Title: The Pirate Slayers: Ghost Waves
Author: W. Everett Prusso
Publisher: WiDo Publishing
Release Date: October 20, 2009
Size: 288 pages, 6×9 Hardcover
In the winter of 1846, 238 pioneers leave New York City for a voyage that would take them twenty-six thousand miles around South America to Honolulu, and to their final destination, San Francisco. On a warm, sultry, moonless night, off the coast of Brazil, four teenage passengers inadvertently fall overboard. Thomas, Elizabeth, Nicole and their Australian sailor friend, Matthew, find themselves stranded in dangerous waters. The Caribbean Sea and South Pacific are the backdrops for this adventure that pits the foursome in desperate contests with pirates, profiteers and scoundrels as they swash-buckle their way to California.
2 thoughts on “The Pirate Slayers: Ghost Waves by W. Everett Prusso”

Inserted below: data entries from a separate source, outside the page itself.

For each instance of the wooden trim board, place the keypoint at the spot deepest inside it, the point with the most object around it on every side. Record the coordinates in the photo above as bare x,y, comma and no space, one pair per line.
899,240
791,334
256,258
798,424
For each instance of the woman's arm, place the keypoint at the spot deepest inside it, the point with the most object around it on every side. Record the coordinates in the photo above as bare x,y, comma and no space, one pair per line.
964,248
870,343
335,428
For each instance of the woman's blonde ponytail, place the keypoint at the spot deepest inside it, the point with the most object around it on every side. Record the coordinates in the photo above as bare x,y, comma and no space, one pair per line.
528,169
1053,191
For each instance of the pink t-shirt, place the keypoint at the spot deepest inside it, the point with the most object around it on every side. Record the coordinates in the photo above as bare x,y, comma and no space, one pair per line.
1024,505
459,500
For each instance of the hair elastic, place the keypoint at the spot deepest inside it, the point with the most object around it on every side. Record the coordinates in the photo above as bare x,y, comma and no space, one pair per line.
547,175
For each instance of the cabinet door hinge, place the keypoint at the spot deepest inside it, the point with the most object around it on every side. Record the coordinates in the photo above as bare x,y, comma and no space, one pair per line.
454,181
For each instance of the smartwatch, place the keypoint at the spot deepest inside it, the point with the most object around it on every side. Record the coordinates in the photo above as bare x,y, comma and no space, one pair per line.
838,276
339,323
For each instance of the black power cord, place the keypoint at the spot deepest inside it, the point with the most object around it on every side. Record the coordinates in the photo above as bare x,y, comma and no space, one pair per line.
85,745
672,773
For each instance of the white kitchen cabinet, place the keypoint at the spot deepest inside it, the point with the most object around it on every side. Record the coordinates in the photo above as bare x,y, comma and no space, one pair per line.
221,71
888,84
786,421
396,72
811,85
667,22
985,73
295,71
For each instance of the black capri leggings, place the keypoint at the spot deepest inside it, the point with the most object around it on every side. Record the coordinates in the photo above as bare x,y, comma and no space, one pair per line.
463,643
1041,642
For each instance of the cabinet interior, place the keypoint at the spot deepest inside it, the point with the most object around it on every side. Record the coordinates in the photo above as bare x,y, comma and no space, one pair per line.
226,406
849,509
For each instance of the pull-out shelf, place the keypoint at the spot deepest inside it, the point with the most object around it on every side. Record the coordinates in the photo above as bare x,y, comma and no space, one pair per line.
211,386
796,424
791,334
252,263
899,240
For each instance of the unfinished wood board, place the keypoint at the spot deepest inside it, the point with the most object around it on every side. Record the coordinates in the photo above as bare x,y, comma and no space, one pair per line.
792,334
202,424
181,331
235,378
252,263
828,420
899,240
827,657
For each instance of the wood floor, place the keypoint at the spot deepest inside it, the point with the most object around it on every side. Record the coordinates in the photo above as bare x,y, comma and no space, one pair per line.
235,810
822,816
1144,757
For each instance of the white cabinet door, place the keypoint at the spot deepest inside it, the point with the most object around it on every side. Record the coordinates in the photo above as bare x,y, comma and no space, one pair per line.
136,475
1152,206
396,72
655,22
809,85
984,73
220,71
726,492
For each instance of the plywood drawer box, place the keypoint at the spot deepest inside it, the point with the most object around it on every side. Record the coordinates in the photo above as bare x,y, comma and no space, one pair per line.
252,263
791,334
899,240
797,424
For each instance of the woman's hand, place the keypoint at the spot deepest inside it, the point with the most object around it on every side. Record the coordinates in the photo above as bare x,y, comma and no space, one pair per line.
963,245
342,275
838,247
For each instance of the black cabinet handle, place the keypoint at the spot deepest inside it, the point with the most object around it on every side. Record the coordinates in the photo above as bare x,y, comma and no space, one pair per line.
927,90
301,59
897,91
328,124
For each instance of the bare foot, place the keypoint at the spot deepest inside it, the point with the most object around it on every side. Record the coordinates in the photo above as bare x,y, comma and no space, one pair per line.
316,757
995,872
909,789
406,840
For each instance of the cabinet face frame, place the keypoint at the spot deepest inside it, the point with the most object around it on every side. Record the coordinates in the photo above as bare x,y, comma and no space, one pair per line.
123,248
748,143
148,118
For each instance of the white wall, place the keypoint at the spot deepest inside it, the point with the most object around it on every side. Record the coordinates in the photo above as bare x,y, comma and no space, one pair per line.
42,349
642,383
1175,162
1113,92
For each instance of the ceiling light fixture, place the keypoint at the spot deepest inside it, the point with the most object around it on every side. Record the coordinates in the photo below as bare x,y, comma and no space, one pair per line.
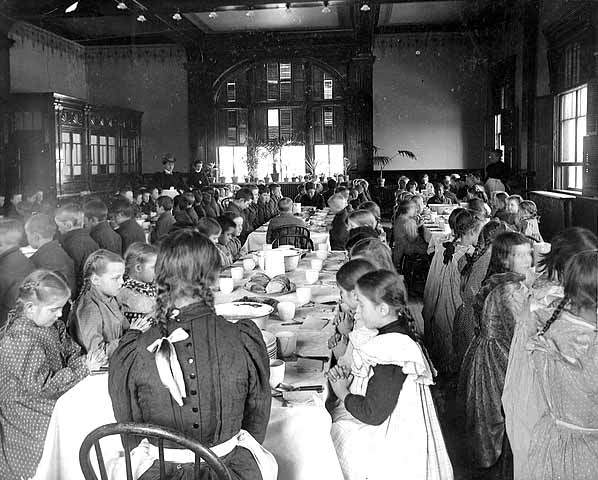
71,8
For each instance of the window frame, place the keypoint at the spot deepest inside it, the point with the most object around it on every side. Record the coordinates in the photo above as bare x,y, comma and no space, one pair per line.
559,165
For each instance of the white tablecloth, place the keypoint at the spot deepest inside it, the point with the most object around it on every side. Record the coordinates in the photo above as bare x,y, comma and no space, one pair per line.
257,238
298,435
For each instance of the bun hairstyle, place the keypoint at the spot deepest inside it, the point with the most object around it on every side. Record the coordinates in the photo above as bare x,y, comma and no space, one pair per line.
40,286
188,264
374,251
487,236
564,245
350,272
580,282
138,253
384,286
502,246
462,223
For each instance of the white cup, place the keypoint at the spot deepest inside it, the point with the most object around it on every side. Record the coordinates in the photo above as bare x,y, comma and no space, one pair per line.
316,264
277,368
311,276
287,343
322,254
303,295
248,264
227,285
236,273
286,311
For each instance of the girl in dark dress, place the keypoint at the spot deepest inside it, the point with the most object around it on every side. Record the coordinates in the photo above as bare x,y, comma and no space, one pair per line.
216,390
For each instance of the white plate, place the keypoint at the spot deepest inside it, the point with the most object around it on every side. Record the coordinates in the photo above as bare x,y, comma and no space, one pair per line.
243,310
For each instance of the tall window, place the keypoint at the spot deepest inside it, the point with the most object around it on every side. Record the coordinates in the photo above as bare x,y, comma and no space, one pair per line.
572,108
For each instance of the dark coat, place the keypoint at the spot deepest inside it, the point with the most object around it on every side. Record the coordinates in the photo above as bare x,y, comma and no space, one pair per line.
14,267
130,232
79,245
106,237
52,256
226,372
162,227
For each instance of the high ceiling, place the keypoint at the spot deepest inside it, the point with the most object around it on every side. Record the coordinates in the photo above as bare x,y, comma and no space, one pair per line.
95,22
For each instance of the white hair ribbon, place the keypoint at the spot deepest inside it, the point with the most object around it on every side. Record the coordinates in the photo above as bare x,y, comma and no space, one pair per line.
168,365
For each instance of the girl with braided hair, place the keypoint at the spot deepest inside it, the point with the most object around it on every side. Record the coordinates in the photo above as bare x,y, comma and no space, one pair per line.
38,363
386,421
442,295
499,302
96,320
473,270
522,400
564,355
195,372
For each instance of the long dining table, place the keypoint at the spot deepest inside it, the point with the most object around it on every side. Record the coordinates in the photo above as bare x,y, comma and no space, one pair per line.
298,432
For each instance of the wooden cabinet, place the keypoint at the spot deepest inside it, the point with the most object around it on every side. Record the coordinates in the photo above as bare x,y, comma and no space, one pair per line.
63,145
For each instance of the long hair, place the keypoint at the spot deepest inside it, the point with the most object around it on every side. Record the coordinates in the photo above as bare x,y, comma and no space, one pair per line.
564,245
502,247
487,236
374,251
188,264
350,272
463,222
385,286
41,287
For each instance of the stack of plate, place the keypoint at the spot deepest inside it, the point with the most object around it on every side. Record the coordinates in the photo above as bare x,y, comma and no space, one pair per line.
270,341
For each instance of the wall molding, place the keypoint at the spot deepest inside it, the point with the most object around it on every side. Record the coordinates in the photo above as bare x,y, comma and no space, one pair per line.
23,32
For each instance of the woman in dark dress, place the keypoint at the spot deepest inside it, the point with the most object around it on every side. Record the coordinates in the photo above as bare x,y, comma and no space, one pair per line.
216,389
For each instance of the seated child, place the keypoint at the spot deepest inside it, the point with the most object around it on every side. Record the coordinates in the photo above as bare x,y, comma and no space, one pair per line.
96,219
128,228
38,363
40,230
165,220
74,238
528,220
346,278
339,232
226,236
14,266
96,320
137,297
386,421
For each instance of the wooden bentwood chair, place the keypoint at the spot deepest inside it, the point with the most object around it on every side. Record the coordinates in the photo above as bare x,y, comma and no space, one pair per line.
294,235
131,434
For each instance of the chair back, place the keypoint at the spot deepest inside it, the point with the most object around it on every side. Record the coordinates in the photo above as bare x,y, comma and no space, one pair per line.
294,235
130,434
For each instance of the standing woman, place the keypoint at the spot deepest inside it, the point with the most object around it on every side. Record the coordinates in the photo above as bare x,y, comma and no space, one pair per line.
565,358
442,293
522,401
473,271
499,301
215,389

It seems in today’s literature it is popular to stress certain themes. Independence is a regularly pushed characteristic—especially in female characters—as well as following our hearts, no matter the circumstances, no matter the promises we’ve made. A disrespectful attitude in teenagers has become a common attribute, I suppose as a way for authors to make their characters feel more “round,” flawed, or possibly even relatable. But chastity is rarely an esteemed attribute in today’s characters. It has become unpopular, even a disappointment to some of the most ethically minded of readers.

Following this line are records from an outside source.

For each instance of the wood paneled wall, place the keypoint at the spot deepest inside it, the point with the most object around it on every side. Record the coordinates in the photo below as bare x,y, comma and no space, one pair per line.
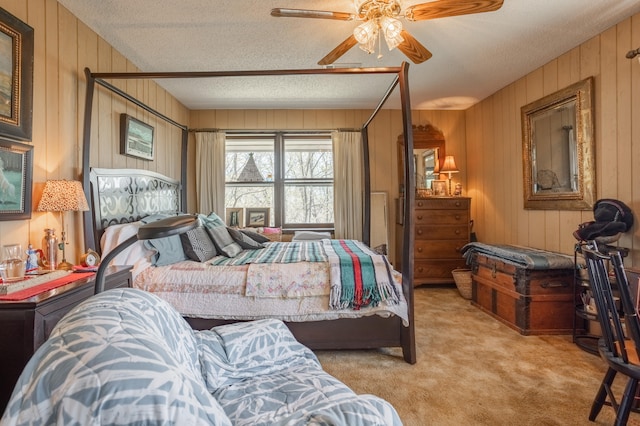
383,136
63,47
494,144
486,139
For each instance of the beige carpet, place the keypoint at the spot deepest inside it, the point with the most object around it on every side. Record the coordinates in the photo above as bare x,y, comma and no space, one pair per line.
474,370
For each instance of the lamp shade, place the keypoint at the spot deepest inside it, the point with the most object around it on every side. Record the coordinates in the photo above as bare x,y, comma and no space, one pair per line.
63,196
449,165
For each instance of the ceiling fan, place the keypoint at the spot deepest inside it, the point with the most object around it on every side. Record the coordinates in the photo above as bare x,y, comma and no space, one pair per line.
381,17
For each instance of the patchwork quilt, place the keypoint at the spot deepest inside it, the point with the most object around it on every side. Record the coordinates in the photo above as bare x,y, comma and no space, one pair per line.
127,357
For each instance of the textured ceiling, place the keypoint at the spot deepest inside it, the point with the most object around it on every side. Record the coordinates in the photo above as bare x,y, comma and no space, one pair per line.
473,55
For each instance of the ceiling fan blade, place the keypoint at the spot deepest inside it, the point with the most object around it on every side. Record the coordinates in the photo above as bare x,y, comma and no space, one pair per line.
445,8
340,50
413,49
304,13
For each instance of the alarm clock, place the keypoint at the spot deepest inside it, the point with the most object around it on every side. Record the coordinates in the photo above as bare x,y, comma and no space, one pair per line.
90,259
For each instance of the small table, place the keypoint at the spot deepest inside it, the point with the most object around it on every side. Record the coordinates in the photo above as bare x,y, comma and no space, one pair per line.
26,324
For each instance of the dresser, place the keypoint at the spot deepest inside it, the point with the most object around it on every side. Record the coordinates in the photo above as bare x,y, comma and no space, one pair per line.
442,228
26,324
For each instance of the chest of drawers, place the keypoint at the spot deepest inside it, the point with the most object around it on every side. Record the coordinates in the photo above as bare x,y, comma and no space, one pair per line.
442,228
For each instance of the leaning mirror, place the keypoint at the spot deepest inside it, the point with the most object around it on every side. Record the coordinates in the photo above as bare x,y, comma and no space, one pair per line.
559,150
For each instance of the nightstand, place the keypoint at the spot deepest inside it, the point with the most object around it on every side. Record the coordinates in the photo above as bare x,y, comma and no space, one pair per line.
26,324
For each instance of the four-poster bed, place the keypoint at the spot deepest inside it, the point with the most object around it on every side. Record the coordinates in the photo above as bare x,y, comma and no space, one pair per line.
344,333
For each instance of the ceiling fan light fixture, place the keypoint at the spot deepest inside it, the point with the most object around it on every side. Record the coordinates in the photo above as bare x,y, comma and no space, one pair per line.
366,32
370,45
391,28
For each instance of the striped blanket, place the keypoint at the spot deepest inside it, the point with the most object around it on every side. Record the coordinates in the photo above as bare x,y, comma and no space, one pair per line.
302,251
358,276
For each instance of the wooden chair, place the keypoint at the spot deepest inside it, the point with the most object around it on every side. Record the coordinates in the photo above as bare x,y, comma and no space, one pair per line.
620,339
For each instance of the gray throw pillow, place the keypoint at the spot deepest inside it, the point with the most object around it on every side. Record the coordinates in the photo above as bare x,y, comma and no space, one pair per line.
245,241
168,250
197,245
255,236
223,241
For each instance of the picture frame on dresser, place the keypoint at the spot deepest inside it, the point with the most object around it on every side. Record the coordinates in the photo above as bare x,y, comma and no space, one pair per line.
16,176
235,216
257,217
16,69
439,188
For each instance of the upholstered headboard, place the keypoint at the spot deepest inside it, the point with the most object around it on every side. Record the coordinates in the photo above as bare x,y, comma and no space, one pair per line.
128,195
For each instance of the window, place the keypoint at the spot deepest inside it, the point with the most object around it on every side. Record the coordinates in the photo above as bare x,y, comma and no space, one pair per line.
290,174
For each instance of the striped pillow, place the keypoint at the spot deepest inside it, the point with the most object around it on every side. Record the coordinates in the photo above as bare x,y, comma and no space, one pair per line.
197,245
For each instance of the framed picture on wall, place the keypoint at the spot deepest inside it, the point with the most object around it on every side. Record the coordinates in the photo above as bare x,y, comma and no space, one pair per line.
16,174
257,217
136,138
16,77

There have been two themes in Ghost Waves that have transcended the regularly acclaimed themes of today’s fiction. 1) Ghost Waves celebrates virtue and 2) it embraces the rightfulness of keeping promises as a way of honoring our elders and parents. I don’t remember the last time I read a book with such a straightforward yet moderate celebration of “the olden day” morals. Disney’s older stories taught them well: Cinderella valued obedience, Snow White valued hard work, and Pinocchio learned honesty. Many of the more modern stories stress the necessity of “following our hearts,” no matter our commitments. But, what are we teaching our children, if their hearts yearn to cross certain boundaries? Boundaries of chastity, of obedience, of respect—to both our God and to our parents and elders?

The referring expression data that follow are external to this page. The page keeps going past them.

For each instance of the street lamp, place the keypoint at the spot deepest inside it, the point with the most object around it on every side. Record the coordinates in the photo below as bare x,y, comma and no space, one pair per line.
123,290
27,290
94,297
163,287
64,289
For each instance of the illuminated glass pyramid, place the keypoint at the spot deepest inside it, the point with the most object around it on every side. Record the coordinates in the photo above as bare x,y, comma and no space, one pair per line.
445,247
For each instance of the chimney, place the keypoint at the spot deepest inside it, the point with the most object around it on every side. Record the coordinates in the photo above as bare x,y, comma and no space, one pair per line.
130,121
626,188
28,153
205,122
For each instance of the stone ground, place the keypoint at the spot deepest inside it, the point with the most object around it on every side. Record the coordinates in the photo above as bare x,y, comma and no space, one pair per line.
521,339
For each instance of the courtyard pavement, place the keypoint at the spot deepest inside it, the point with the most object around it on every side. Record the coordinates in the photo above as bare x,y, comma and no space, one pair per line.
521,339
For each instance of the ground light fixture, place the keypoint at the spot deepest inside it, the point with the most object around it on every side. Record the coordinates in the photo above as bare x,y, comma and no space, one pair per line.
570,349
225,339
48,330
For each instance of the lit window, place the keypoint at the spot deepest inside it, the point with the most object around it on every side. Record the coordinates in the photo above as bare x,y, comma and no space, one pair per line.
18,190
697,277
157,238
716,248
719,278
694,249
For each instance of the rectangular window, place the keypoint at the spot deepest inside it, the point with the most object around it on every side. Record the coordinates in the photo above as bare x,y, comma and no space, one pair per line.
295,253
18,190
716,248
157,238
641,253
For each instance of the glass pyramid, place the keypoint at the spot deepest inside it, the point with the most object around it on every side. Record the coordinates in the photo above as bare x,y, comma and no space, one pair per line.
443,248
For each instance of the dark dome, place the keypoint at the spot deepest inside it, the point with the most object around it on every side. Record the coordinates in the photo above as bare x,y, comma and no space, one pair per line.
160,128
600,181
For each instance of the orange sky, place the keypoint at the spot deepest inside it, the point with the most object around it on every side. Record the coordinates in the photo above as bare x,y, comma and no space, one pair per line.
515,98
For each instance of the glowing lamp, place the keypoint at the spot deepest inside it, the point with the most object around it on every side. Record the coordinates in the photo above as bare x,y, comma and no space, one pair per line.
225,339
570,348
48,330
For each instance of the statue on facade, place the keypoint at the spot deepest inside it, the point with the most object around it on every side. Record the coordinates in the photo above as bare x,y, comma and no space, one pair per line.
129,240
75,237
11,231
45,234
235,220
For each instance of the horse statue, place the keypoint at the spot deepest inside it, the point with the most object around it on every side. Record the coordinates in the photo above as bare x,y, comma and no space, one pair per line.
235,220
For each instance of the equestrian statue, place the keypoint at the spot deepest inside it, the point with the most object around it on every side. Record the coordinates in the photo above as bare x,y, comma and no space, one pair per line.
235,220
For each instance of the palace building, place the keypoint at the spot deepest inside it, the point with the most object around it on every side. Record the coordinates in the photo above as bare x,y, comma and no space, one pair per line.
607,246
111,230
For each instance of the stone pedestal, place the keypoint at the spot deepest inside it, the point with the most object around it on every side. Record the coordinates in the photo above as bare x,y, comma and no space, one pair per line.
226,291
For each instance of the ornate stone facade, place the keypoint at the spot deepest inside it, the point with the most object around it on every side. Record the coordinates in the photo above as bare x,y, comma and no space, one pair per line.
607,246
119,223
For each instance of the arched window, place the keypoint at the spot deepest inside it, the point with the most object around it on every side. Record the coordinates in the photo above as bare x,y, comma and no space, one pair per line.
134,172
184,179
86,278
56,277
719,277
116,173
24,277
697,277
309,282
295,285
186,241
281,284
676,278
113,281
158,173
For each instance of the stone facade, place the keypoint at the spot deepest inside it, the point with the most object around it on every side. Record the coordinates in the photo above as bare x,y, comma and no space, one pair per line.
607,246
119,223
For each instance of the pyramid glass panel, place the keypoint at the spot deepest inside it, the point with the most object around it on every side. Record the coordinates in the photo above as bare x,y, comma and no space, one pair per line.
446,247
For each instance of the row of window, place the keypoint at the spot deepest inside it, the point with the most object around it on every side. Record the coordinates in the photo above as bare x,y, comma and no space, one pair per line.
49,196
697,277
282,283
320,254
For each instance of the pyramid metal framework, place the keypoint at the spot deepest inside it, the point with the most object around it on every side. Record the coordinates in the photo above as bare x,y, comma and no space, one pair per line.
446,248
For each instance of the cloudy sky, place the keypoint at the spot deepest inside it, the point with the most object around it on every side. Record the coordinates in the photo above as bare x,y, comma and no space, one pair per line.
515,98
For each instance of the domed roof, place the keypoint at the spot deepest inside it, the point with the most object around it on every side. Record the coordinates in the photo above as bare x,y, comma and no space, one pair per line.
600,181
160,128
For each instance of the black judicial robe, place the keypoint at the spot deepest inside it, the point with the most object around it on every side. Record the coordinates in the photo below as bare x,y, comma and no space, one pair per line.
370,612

But Ghost Waves isn’t a Sunday school lesson outlining the ways to achieve a pious heaven. It is truly an adventure, with an antagonist I absolutely adore. Vanessa Scrimshaw has to be one of my favorite antagonists I’ve read about in a long time. She is horribly cruel but you cannot help but be intrigued by her—her ruthless dedication to always be Captain and her entertaining dialogue adds the perfect zing to a book I would simply call fun.
This is a story of Mormon Pioneers sailing on the Brooklyn around South America all the way to California on the Prophet Brigham Young’s orders. But the tale is contrasted with an entertaining threat of ruthless Pirates with equally fascinating personalities. This is a book I am excited to read with my son in a couple of years (he just turned five). He’s already fascinated by the vivid artwork on the front cover. He told me he loves “those guys floating on the cover,” the ship and “the water—my most favorite color.” Little does he know that those are the Ghost Waves. I can’t wait to curl up with him and read it out loud together. It is such a fun book.
This book is so good. It's a page turner.